For nearly two years Hart worked for the Moccasin Rangers as a spy and a scout, posing as a farm girl to gather intelligence. She saved the lives of a number of wounded Confederate soldiers by hiding them with sympathizers. She also personally led several cavalry raids against federal outposts. After one such skirmish she was briefly captured, but she persuaded the Union soldiers to let her go based on the fact she was a woman. In early 1861, after a contingent of Union troops passed through her town, Hart’s sympathy for the Confederacy prompted her to leave home and join the Moccasin Rangers, led by the infamous Perry Conley. Conley died in the summer of 1862, and with his loss the Moccasin Rangers disbanded, although Hart continued to spy on Union movements. She became a valuable asset to the Rangers, serving both as a spy and a guide to the local region. Hart became so famous and such an enigma for Union forces in West Virginia that a reward was offered for information leading to her capture in 1862. Shortly thereafter, she and a female friend were captured by Union troops led by Lt. Col. Starr and taken prisoner in Summersville, West Virginia. Here, she was photographed unsmiling and unemotional, by an itinerant photographer.   According to legend, Hart did not smile because of the attire she had to wear for the picture. Civil War telegrapher Marion H. Kerner, an officer who befriended Hart at the encampment, later made her story famous in the magazine, Leslie’s Weekly.  That same night, Hart escaped from the Union camp on Starr’s horse and joined a regiment of about 200 Confederate soldiers led by Major R. Augustus Bailey (the Moccasin Rangers had been disbanded since the death of Perry Conley). A week later, the Confederate troops overran Summersville, burning many of the public buildings and taking Lt. Col. Starr prisoner. Marion Kerner was also captured, but due to the kind treatment he had given Hart during her own imprisonment, she convinced the Confederate officers to release him. However, he was promptly recaptured after attempting to relay a telegram to Union forces. He was released at the war’s end. Francis Miller’s 1911 “Photographic History of the Civil War” repeats the claim Hart was captured by Lt. Col. Starr of the 9th West Virginia; a photograph was taken of Hart; she killed a guard with his own gun and a week later led a Confederate unit which captured Starr and the 9th West Virginia July 25, 1862. 

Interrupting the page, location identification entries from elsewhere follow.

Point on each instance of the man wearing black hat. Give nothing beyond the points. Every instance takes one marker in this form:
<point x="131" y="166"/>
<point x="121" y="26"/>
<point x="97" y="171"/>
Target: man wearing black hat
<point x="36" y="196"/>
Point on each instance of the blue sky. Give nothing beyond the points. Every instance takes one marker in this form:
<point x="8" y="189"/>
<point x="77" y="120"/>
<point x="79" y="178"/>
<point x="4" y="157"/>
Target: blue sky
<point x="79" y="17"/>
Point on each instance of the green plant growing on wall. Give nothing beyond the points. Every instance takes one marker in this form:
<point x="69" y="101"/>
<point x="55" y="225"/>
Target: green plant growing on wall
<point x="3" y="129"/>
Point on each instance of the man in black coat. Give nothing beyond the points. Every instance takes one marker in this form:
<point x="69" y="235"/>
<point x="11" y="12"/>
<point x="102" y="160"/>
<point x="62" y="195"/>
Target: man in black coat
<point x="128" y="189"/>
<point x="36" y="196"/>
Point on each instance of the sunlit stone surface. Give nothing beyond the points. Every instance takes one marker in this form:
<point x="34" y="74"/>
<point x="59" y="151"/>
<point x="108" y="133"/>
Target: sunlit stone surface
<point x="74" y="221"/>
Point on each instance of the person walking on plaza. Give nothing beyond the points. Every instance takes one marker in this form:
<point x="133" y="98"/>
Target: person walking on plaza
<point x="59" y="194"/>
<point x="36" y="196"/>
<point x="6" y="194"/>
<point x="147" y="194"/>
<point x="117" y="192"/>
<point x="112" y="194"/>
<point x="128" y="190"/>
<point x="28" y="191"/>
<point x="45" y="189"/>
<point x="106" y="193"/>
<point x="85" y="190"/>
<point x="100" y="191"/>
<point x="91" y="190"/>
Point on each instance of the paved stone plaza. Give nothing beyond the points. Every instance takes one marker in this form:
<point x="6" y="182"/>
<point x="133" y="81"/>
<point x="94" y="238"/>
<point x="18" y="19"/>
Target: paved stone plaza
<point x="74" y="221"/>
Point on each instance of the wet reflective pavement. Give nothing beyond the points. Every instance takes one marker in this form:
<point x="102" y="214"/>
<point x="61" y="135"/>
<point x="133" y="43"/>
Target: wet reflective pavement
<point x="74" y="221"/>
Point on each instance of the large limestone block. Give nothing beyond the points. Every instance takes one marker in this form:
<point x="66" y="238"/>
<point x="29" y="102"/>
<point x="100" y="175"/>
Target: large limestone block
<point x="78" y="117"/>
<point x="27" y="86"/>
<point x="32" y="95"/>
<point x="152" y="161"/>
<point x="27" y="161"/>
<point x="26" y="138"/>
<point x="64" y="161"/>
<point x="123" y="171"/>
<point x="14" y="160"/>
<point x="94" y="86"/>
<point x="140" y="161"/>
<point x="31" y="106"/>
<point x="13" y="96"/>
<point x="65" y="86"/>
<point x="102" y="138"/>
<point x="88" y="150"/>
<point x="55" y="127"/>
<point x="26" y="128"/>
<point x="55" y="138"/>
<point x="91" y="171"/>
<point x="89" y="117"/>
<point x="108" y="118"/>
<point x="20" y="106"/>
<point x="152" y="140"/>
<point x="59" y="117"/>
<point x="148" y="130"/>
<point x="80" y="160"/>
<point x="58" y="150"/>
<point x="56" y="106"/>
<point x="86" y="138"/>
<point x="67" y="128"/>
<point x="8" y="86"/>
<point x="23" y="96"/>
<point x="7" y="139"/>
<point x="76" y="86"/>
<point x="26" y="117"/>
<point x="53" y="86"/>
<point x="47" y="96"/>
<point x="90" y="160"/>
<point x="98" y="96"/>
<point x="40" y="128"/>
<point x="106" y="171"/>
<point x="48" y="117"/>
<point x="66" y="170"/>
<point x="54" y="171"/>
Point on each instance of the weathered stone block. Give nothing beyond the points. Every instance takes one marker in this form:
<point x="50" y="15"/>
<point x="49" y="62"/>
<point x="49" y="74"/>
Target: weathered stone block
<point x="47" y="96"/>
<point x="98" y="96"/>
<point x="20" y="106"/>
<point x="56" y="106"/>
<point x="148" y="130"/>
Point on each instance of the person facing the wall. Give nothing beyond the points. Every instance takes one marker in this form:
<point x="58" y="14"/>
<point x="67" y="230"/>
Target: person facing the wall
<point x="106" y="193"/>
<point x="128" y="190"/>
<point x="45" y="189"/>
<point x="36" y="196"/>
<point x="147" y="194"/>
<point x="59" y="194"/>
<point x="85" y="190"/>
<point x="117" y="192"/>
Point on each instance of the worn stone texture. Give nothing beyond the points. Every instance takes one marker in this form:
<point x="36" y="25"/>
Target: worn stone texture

Official Records of the Civil War mention the capture of Companies “A” and “F” of the 9th West Virginia Infantry at Summersville, West Virginia, July 25, 1862—but have no mention of an arrest/escape of a Nancy Hart in 1862.  Likewise the Official W.V. Adjutant General Report on the 9th W.V. do not show any casualties for July 18–25, 1862.

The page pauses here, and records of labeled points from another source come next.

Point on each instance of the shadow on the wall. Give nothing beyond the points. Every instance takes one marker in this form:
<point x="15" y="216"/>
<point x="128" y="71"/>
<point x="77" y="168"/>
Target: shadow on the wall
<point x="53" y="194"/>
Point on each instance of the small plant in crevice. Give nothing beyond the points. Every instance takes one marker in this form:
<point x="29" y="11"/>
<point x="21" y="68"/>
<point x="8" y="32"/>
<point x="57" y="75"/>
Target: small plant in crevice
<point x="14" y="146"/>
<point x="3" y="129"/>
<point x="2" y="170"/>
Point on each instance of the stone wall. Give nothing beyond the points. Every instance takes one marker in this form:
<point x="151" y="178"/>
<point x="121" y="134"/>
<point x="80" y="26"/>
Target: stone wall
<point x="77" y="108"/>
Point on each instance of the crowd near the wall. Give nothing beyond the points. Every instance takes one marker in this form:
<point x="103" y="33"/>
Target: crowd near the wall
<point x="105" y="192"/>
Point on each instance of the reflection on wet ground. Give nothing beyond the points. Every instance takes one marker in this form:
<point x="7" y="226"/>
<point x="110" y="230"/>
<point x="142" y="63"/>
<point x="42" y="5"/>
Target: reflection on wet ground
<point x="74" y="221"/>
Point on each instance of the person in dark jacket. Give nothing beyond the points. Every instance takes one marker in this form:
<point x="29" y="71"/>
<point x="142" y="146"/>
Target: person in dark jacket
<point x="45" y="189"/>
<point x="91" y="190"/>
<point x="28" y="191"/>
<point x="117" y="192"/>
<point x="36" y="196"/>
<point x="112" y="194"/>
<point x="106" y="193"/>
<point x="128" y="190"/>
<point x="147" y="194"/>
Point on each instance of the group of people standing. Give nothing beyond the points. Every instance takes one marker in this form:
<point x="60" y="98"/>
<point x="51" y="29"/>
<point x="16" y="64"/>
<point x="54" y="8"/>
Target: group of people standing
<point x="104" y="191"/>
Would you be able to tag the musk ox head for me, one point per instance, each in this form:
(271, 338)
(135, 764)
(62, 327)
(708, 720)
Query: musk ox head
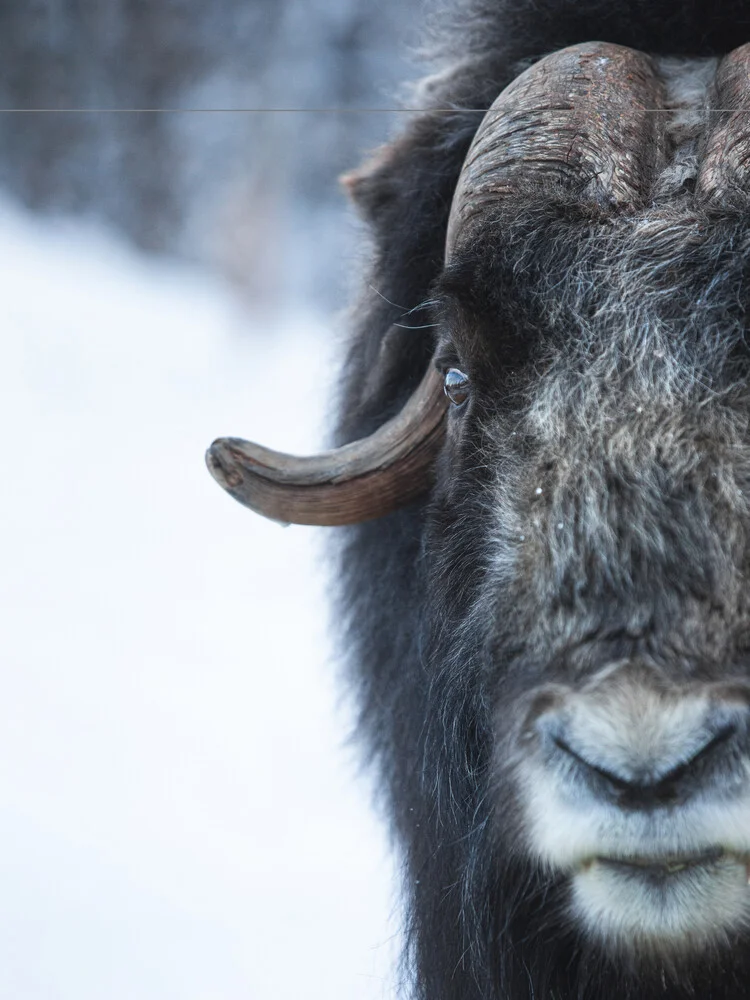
(582, 445)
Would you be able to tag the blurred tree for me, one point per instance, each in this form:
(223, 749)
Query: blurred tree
(252, 193)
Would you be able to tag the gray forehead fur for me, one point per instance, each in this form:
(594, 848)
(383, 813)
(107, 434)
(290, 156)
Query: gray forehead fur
(622, 486)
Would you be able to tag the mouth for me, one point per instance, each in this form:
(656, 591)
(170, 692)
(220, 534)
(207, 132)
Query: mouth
(668, 866)
(666, 903)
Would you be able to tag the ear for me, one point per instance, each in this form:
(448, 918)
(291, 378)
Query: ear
(370, 186)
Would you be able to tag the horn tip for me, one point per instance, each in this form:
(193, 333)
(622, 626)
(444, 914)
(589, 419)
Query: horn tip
(222, 465)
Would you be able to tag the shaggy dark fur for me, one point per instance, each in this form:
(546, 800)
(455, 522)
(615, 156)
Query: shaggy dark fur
(610, 367)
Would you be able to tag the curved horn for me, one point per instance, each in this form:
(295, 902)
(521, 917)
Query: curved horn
(359, 481)
(725, 170)
(579, 116)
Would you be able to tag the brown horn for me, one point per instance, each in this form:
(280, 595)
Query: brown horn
(725, 170)
(578, 115)
(357, 482)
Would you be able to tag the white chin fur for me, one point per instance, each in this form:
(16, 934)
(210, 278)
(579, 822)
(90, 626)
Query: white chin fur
(633, 911)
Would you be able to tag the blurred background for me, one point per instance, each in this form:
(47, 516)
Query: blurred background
(181, 814)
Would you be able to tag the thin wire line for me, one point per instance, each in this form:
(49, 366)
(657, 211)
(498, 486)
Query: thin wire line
(317, 111)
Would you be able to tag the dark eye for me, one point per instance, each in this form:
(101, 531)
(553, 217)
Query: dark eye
(456, 386)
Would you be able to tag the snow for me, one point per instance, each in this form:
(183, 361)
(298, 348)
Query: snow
(180, 816)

After the war, Hart married the former Ranger Joshua Douglas, and they lived in Spring Creek near Cordova in Greenbrier County during the remainder of their lives. They had two sons, George and Kennos. Nancy later lived with her son on Manning Knob seven miles south of Richwood where her grave now lies. Records of Nancy’s death are conflicted. Though her tombstone says she died in 1902, there are no official records of her death in Greenbrier County, where she lived, or in state records. Her husband’s death record in the Greenbrier County Courthouse lists him as “Married” at the time of his death in 1907. Eyewitnesses put her alive and well in Richwood in 1911 when Halley’s comet was visible. “This means there will be another war,” she is alleged to have said. Her two granddaughters, Moppie McCollum and Myrtle Hollandsworth, were interviewed in 1992 and both recalled attending Nancy’s funeral around 1913.

The marker on Nancy’s grave was erected by a 4th-grade class at Beaver Elementary School in Craigsville, WV, in 1987 as a class project. The students got the date of Nancy’s death from Boyd Stutler’s account of her life in his 1963 book West Virginia in the Civil War. Her grave is located on Manning Knob in Greenbrier County, West Virginia, south of Richwood.